Voting Representative Attendees

Premier Member Representatives

  • Andy Jones - Netflix, Inc.
  • Chris Hall - Advanced Micro Devices (AMD)
  • Eric Enderton - NVIDIA Corporation
  • Erik Niemeyer - Intel Corporation
  • Gordon Bradley - Autodesk
  • Greg Denton - Microsoft Corporation
  • Jean-Michel Dignard - Epic Games, Inc
  • Kimball Thurston - Wētā FX Limited
  • Larry Gritz - Sony Pictures Imageworks
  • Matthew Low - DreamWorks Animation
  • Michael Min - Adobe Inc.
  • Michael B. Johnson - Apple Inc.
  • Rebecca Bever - Walt Disney Animation Studios
  • Ross Dickson - Amazon Web Services, Inc.
  • Scott Dyer - Academy of Motion Picture Arts and Sciences
  • Youngkwon Lim - Samsung Electronics Co.

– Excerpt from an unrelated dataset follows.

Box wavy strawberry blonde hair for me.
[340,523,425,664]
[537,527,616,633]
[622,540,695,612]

Ltd.

Project Representatives

  • Carol Payne - Diversity & Inclusion Working Group Representative, OpenColorIO Representative
  • Cary Phillips - OpenEXR Representative
  • Chris Kulla - Open Shading Language Representative
  • Diego Tavares Da Silva - OpenCue Representative
  • Jonathan Stone - MaterialX Representative
  • Ken Museth - OpenVDB Representative
  • Nick Porcino - Universal Scene Description Working Group Representative
  • Rachel Rose - Diversity & Inclusion Working Group Representative

Industry Representatives

  • Jean-Francois Panisset - Visual Effects Society

Non-Voting Attendees

Non-Voting Project and Working Group Representatives

  • Alexander Schwank - Universal Scene Description Working Group Representative
  • Anton Dukhovnikov - rawtoaces Representative
  • Daniel Greenstein - OpenImageIO Representative
  • Daryll Strauss - Zero Trust Working Group Representative
  • David Feltell - OpenAssetIO Representative
  • Eric Reinecke - OpenTimelineIO Representative
  • Erik Strauss - Open Review Initiative Representative
  • Gary Oberbrunner - OpenFX Representative
  • Jean-Christophe Morin - Rez Representative
  • Stephen Mackenzie - Rez Representative

LF Staff

  • David Morin - Academy Software Foundation
  • Emily Olin - Academy Software Foundation
  • John Mertic - The Linux Foundation
  • Michelle Roth - The Linux Foundation
  • Yarille Ortiz - The Linux Foundation

Other

  • Lorna Dumba - Framestore
  • Lee Kerley - Apple
  • Mark Jackets - Dreamworks
  • Doug Walker - Autodesk / OCIO
  • Randy Packer
  • Alex Forsythe - Academy / ACES
  • Jim Helman - MovieLabs / Zero Trust WG
  • JT Nelson - Pasadena Open Source consortium / SoCal Blender group
  • Karen Ruggles - DeSales University / D&I WG
  • Olga Avramenko - Sony Imageworks
  • Juan Buhler - Imageworks

Antitrust Policy Notice

Linux Foundation meetings involve participation by industry competitors, and it is the intention of the Linux Foundation to conduct all of its activities in accordance with applicable antitrust and competition laws. It is therefore extremely important that attendees adhere to meeting agendas, and be aware of, and not participate in, any activities that are prohibited under applicable US state, federal or foreign antitrust and competition laws.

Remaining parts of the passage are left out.